The trailer of Ashva (A White Horse’s Neigh) — a film by Aneek Chaudhuri — was officially unveiled at the India Pavilion of Cannes Film Festival. Now, the trailer returns to Calcutta — a city that has shaped the philosophical undertones of the film. On July 30, the director will be present at Alliance Française du Bengale for a Q&A session following the screening, offering a glimpse into the spiritual and linguistic intricacies of this unique cinematic creation.
A Natural Home
“The Alliance Française du Bengale, with its longstanding commitment to cultural exchange and language education, is a fitting venue for a film that embodies the fusion of French linguistic poetics and Indian spiritual lexicon. More than just a venue, the Alliance becomes an interlocutor — a space that allows Sanskrit and French to converse across architecture, audience, and artistic intent. In launching the trailer in this historic French institution, the event becomes a symbol of cross-cultural solidarity. It is a reminder that cinema is not just an artistic form — it is a conversation between tongues, gestures, and silences,” said Aneek.
A White Horse Between Worlds
While the film’s French title pays homage to the traditions of French art-house cinema, the Sanskrit elements firmly ground it in India’s timeless heritage. “This is not simply a bilingual film — it is polyphonic in spirit, using language not for translation, but for layering meaning. Where Sanskrit chants evoke the transcendental and the ritualistic, French is used to unpack the interiority of the characters — their doubt, decay, and desire. The film’s soundscape — crafted as much through silence as through dialogue — becomes a harmonic field where the echoes of a Vedic hymn can merge with a whisper from Camus,” said Aneek.

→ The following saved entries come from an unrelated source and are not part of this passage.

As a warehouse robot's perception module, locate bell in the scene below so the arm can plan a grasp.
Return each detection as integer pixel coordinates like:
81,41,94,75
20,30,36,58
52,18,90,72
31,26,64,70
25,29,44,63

Produced through an Indo-Austrian collaboration, the film is a cross-cultural creation, with artistic and philosophical threads drawn from India’s spiritual thought and Europe’s existential traditions. “Austria contributes a minimalist aesthetic and an atmospheric precision to the film, while India brings a palette of metaphors, ritual structures, and linguistic nuance. Together, the cultures find unity in the horse — a mythical, symbolic being that exists in both Vedic lore and Western prophecy. The neigh becomes not just a sound, but a symbol: of restlessness, rupture, rebirth,” said Aneek.
From Cannes to Calcutta
The trailer’s earlier launch at the India Pavilion at Cannes was met with critical interest for its audacity of language, visual solemnity, and philosophical inquiry. “Cannes, a space often populated with world cinema in familiar formats, witnessed a trailer that chose Sanskrit as much as it did French, without compromise or explanation. Now, returning to Calcutta, the film finds its emotional and linguistic homecoming. The city, with its own hybrid identity, yet deeply Indian at its soul, is the ideal host for such a film,” said Aneek.
For audiences, this offers a rare opportunity to understand the decisions behind the language usage, the sound design rooted in ancient chanting, and how silence itself becomes a language in the film. Aneek Chaudhuri’s previous works have addressed themes like identity, loss, and death, but this film is arguably his most experimental yet — a metaphysical chamber piece where words, when spoken, echo like hymns in a vast cosmic theatre.
“In a cinematic landscape increasingly shaped by market trends and subtitles, a film that is anchored in Sanskrit and French is both an act of courage and a declaration of trust in the intelligence of its audience. It is a reminder that cinema is, at its core, a sensorial, philosophical, and sonic experience, and that some stories demand to be told in ancient tongues to awaken timeless truths,” said Aneek.
The film is not here to entertain in a conventional sense. It is here to unsettle, to provoke reflection, and to offer a spiritual riddle wrapped in ritual, silence, and surreal beauty.